WTF Wednesday.
- Stephanie Greene

- 2 days ago
- 2 min read

WTF Wednesday — I Had All the Information… I Just Didn’t Use It
There’s a very specific kind of realization that hits differently.
It’s not the “I had no idea” kind.
It’s the “Oh… I knew. I just didn’t want to know.” kind.
—
I’ve been thinking about this lately through a very non-leadership, very human experience.
A friendship from several years ago.
Or… what I thought was one.
Nothing dramatic. No big blow-up. No obvious betrayal.
Just small moments.
Comments that landed wrong.
A tone that felt dismissive.
Situations where I walked away thinking, “Huh… that didn’t feel great.”
And every single time?
I noticed.
And then I did what a lot of us do when we’re already carrying more than enough emotionally—
I minimized it.
I explained it away.
“They didn’t mean it like that.”
“I’m probably just sensitive right now.”
(This is an easy go-to, given I've been told I'm "too sensitive" my whole life - so it must be true).
“It’s not a big deal.”
Because if I let it be a big deal… then I’d have to deal with it.
And at the time?
I didn’t have the capacity for more loss.I was already carrying enough grief.
So instead of processing what I was seeing…
I kept moving.
—
Until one day, it all kind of stacked up at once.
And the realization wasn’t:
“I missed it.”
It was:
“I saw it. Repeatedly. I just never paused long enough to actually process what it meant.”
—
Here’s the leadership part (because you know there’s always one):
This is exactly what happens with feedback.
Especially at the executive level.
Leaders will say: “I didn’t know that was an issue.”
“No one told me.”
“That’s the first I’m hearing of it.”
But when we slow it down?
The signals were there.
In the meeting that felt tense. In the direct report who got quieter over time.
In the hesitation before someone answered honestly.
In the feedback that got just softened enough to be palatable.
You had the information.
You just didn’t stop long enough to actually process it.
—
Because processing requires something most leaders are short on:
Space. Honesty. And the willingness to hear something that might not feel great.
So instead…
We stay in motion.
We explain it away.
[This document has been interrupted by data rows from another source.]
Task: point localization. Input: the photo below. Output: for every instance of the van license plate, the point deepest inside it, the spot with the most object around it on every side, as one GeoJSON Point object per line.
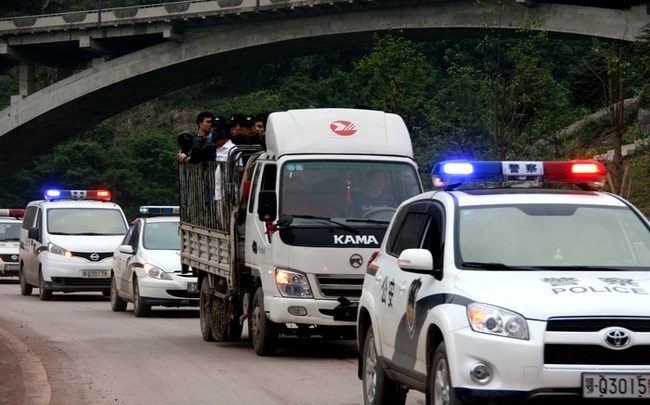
{"type": "Point", "coordinates": [94, 273]}
{"type": "Point", "coordinates": [616, 385]}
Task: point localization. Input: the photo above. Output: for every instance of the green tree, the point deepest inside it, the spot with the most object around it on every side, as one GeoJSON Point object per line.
{"type": "Point", "coordinates": [396, 75]}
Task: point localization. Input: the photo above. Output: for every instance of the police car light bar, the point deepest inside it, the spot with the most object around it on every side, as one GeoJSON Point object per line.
{"type": "Point", "coordinates": [159, 210]}
{"type": "Point", "coordinates": [55, 194]}
{"type": "Point", "coordinates": [585, 173]}
{"type": "Point", "coordinates": [12, 212]}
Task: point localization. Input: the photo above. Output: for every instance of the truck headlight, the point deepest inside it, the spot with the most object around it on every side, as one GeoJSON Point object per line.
{"type": "Point", "coordinates": [292, 284]}
{"type": "Point", "coordinates": [58, 250]}
{"type": "Point", "coordinates": [497, 321]}
{"type": "Point", "coordinates": [155, 272]}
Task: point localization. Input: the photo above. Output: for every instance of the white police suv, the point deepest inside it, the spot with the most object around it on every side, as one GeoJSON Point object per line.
{"type": "Point", "coordinates": [67, 242]}
{"type": "Point", "coordinates": [147, 267]}
{"type": "Point", "coordinates": [10, 220]}
{"type": "Point", "coordinates": [509, 293]}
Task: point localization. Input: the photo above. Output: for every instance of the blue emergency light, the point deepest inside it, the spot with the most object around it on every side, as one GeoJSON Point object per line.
{"type": "Point", "coordinates": [55, 194]}
{"type": "Point", "coordinates": [12, 212]}
{"type": "Point", "coordinates": [588, 174]}
{"type": "Point", "coordinates": [159, 210]}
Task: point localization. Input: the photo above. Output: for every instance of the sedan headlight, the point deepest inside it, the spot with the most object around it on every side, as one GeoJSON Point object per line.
{"type": "Point", "coordinates": [497, 321]}
{"type": "Point", "coordinates": [292, 284]}
{"type": "Point", "coordinates": [155, 272]}
{"type": "Point", "coordinates": [58, 250]}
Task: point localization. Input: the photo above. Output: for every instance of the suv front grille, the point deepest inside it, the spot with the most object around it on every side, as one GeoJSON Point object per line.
{"type": "Point", "coordinates": [87, 255]}
{"type": "Point", "coordinates": [594, 354]}
{"type": "Point", "coordinates": [340, 285]}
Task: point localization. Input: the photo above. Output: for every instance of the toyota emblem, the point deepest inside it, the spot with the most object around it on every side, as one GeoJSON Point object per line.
{"type": "Point", "coordinates": [356, 260]}
{"type": "Point", "coordinates": [617, 338]}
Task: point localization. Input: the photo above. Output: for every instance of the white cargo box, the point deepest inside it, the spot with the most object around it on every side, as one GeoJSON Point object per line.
{"type": "Point", "coordinates": [334, 130]}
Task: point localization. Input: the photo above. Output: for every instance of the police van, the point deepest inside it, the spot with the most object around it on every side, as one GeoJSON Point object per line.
{"type": "Point", "coordinates": [10, 220]}
{"type": "Point", "coordinates": [67, 242]}
{"type": "Point", "coordinates": [503, 286]}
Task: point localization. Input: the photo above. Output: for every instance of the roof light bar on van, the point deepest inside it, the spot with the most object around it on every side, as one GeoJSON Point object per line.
{"type": "Point", "coordinates": [587, 174]}
{"type": "Point", "coordinates": [12, 212]}
{"type": "Point", "coordinates": [56, 194]}
{"type": "Point", "coordinates": [160, 210]}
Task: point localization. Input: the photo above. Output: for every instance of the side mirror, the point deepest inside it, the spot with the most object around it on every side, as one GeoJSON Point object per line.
{"type": "Point", "coordinates": [126, 249]}
{"type": "Point", "coordinates": [267, 205]}
{"type": "Point", "coordinates": [32, 233]}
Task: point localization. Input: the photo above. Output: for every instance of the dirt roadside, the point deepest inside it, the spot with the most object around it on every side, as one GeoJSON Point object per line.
{"type": "Point", "coordinates": [33, 370]}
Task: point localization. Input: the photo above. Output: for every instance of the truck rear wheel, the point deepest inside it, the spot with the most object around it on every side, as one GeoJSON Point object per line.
{"type": "Point", "coordinates": [225, 318]}
{"type": "Point", "coordinates": [205, 311]}
{"type": "Point", "coordinates": [263, 332]}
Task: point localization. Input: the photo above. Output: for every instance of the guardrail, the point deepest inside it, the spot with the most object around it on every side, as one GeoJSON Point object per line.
{"type": "Point", "coordinates": [145, 13]}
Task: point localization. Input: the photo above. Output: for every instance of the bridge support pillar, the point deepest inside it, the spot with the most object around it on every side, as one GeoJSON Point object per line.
{"type": "Point", "coordinates": [26, 81]}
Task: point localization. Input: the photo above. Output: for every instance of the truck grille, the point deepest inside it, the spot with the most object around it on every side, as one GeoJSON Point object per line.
{"type": "Point", "coordinates": [590, 353]}
{"type": "Point", "coordinates": [340, 285]}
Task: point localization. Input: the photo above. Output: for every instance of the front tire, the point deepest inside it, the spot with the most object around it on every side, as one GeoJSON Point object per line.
{"type": "Point", "coordinates": [263, 332]}
{"type": "Point", "coordinates": [378, 389]}
{"type": "Point", "coordinates": [25, 289]}
{"type": "Point", "coordinates": [439, 388]}
{"type": "Point", "coordinates": [117, 303]}
{"type": "Point", "coordinates": [44, 294]}
{"type": "Point", "coordinates": [140, 310]}
{"type": "Point", "coordinates": [205, 310]}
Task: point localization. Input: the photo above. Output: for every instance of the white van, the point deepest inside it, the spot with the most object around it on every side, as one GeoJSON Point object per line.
{"type": "Point", "coordinates": [67, 242]}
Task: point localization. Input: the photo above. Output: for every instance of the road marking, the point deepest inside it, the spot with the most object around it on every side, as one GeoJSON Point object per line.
{"type": "Point", "coordinates": [39, 390]}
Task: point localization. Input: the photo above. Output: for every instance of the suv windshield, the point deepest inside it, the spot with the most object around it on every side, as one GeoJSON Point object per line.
{"type": "Point", "coordinates": [85, 221]}
{"type": "Point", "coordinates": [571, 236]}
{"type": "Point", "coordinates": [346, 189]}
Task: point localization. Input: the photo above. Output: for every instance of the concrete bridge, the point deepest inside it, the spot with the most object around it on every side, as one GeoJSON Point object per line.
{"type": "Point", "coordinates": [114, 59]}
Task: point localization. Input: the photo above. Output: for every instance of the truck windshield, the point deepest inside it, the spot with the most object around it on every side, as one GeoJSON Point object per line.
{"type": "Point", "coordinates": [346, 189]}
{"type": "Point", "coordinates": [85, 221]}
{"type": "Point", "coordinates": [536, 236]}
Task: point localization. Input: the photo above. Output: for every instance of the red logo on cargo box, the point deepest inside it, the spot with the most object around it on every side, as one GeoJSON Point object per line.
{"type": "Point", "coordinates": [343, 128]}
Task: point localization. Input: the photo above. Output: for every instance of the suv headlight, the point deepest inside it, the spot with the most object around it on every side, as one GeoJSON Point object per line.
{"type": "Point", "coordinates": [292, 284]}
{"type": "Point", "coordinates": [497, 321]}
{"type": "Point", "coordinates": [58, 250]}
{"type": "Point", "coordinates": [155, 272]}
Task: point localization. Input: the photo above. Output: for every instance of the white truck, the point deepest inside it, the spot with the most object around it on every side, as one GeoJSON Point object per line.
{"type": "Point", "coordinates": [286, 245]}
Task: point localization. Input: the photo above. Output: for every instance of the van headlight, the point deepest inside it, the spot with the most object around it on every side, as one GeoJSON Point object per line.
{"type": "Point", "coordinates": [292, 284]}
{"type": "Point", "coordinates": [58, 250]}
{"type": "Point", "coordinates": [155, 272]}
{"type": "Point", "coordinates": [496, 321]}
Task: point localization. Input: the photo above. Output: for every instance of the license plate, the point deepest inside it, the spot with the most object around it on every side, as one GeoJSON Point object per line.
{"type": "Point", "coordinates": [94, 273]}
{"type": "Point", "coordinates": [616, 385]}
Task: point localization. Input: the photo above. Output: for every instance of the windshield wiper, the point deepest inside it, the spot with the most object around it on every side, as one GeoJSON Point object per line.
{"type": "Point", "coordinates": [488, 266]}
{"type": "Point", "coordinates": [368, 220]}
{"type": "Point", "coordinates": [328, 220]}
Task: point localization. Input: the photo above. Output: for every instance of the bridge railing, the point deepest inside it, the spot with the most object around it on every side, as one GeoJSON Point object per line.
{"type": "Point", "coordinates": [145, 13]}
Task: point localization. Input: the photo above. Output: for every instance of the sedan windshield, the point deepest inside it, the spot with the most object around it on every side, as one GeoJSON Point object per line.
{"type": "Point", "coordinates": [85, 221]}
{"type": "Point", "coordinates": [559, 236]}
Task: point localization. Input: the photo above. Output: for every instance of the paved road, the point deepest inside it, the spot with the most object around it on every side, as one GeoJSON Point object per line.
{"type": "Point", "coordinates": [75, 350]}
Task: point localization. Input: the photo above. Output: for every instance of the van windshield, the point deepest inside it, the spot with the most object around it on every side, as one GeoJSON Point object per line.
{"type": "Point", "coordinates": [85, 221]}
{"type": "Point", "coordinates": [346, 189]}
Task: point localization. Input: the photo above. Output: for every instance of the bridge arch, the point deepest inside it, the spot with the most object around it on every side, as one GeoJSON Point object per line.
{"type": "Point", "coordinates": [85, 99]}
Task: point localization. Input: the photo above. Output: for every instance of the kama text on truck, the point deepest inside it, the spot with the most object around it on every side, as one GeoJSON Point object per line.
{"type": "Point", "coordinates": [286, 241]}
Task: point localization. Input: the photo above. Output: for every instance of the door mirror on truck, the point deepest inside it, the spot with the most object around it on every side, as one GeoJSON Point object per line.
{"type": "Point", "coordinates": [267, 205]}
{"type": "Point", "coordinates": [32, 233]}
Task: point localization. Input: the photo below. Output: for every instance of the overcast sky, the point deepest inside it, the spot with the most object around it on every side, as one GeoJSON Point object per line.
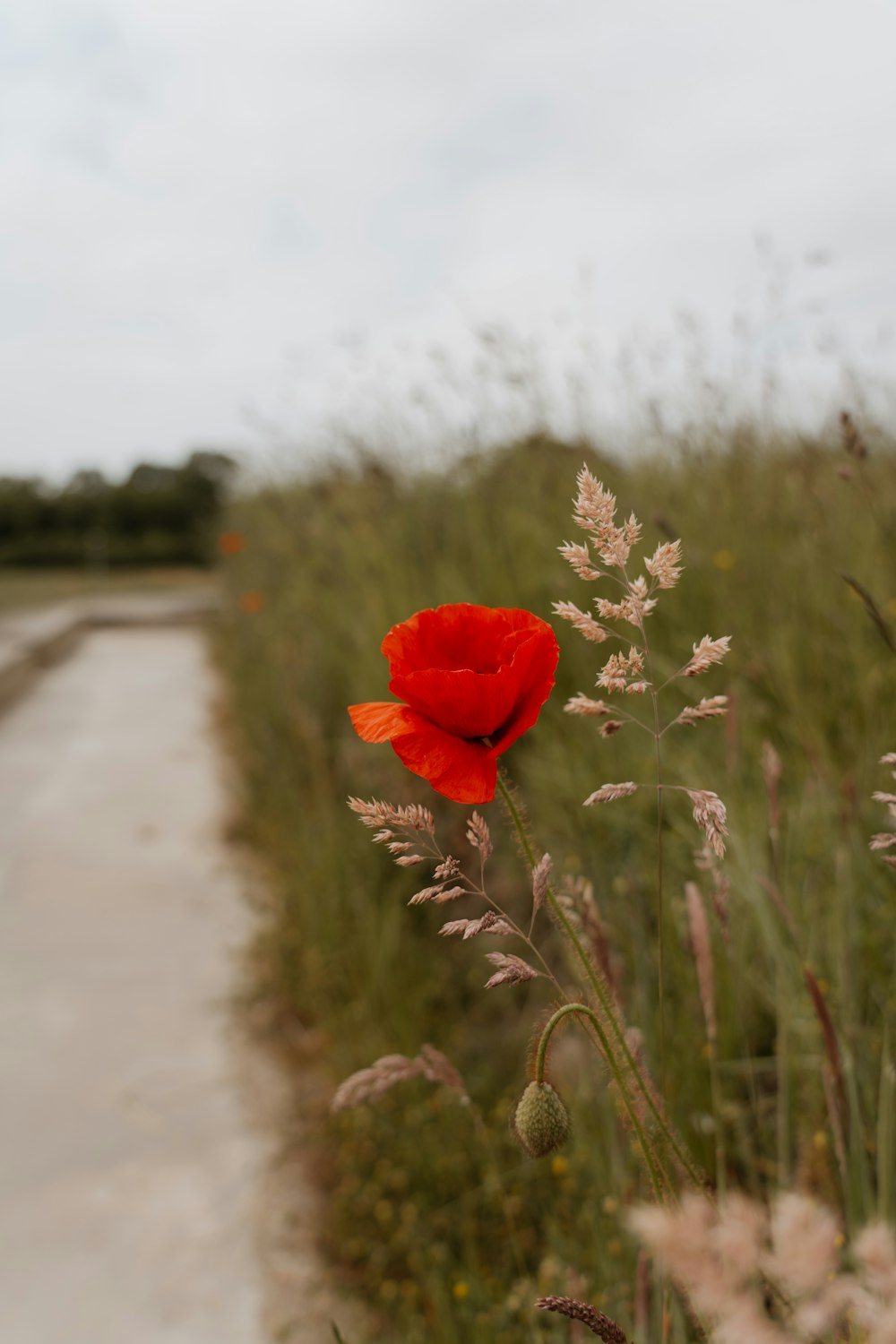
{"type": "Point", "coordinates": [226, 220]}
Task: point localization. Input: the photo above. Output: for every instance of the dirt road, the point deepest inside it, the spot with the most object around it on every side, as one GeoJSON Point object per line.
{"type": "Point", "coordinates": [128, 1172]}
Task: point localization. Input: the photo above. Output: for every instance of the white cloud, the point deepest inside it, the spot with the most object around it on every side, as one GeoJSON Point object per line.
{"type": "Point", "coordinates": [194, 191]}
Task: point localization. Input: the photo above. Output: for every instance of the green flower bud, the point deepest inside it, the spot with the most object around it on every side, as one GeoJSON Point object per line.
{"type": "Point", "coordinates": [541, 1121]}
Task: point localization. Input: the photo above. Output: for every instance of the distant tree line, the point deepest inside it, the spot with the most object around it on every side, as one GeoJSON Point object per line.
{"type": "Point", "coordinates": [159, 515]}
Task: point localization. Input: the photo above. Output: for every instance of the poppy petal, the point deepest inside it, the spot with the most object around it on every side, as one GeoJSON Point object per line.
{"type": "Point", "coordinates": [454, 636]}
{"type": "Point", "coordinates": [538, 685]}
{"type": "Point", "coordinates": [379, 720]}
{"type": "Point", "coordinates": [463, 771]}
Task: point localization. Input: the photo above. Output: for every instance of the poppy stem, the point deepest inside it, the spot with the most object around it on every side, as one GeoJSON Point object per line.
{"type": "Point", "coordinates": [613, 1039]}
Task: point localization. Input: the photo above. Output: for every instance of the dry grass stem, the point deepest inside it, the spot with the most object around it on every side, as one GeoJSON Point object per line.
{"type": "Point", "coordinates": [540, 879]}
{"type": "Point", "coordinates": [477, 833]}
{"type": "Point", "coordinates": [710, 814]}
{"type": "Point", "coordinates": [705, 653]}
{"type": "Point", "coordinates": [489, 922]}
{"type": "Point", "coordinates": [702, 948]}
{"type": "Point", "coordinates": [373, 1082]}
{"type": "Point", "coordinates": [599, 1324]}
{"type": "Point", "coordinates": [712, 707]}
{"type": "Point", "coordinates": [587, 707]}
{"type": "Point", "coordinates": [511, 970]}
{"type": "Point", "coordinates": [610, 792]}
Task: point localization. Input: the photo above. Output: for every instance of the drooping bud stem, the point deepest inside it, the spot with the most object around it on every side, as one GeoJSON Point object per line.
{"type": "Point", "coordinates": [548, 1031]}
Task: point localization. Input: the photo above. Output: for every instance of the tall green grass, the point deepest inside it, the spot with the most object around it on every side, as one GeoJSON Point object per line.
{"type": "Point", "coordinates": [435, 1214]}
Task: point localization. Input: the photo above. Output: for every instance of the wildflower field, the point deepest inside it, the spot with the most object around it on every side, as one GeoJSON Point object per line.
{"type": "Point", "coordinates": [724, 961]}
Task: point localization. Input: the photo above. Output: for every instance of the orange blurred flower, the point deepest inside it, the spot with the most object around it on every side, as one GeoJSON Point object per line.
{"type": "Point", "coordinates": [252, 602]}
{"type": "Point", "coordinates": [231, 543]}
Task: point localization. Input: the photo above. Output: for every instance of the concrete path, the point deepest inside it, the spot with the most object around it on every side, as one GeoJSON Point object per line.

We normalize it.
We move on to the next decision, the next meeting, the next fire.
And we tell ourselves we’re being efficient.
But here’s the truth:
Speed is the enemy of self-awareness.
—
Feedback isn’t useful if you’re too busy defending yourself to understand it.
And awareness doesn’t come from hearing more.
It comes from pausing long enough to interpret what you’ve already heard.
—
Sometimes the problem isn’t that you’re missing the signs.
It’s that you’re protecting yourself from what those signs might mean.
And that’s human.
But it’s also where leadership gets stuck.
—
If something has felt “off” more than once lately—in a relationship, on your team, or in your own leadership—
Don’t ask:
“Did I miss something?”
Ask:
“What have I already seen that I haven’t been willing to fully process?”
That’s usually where the real answer is.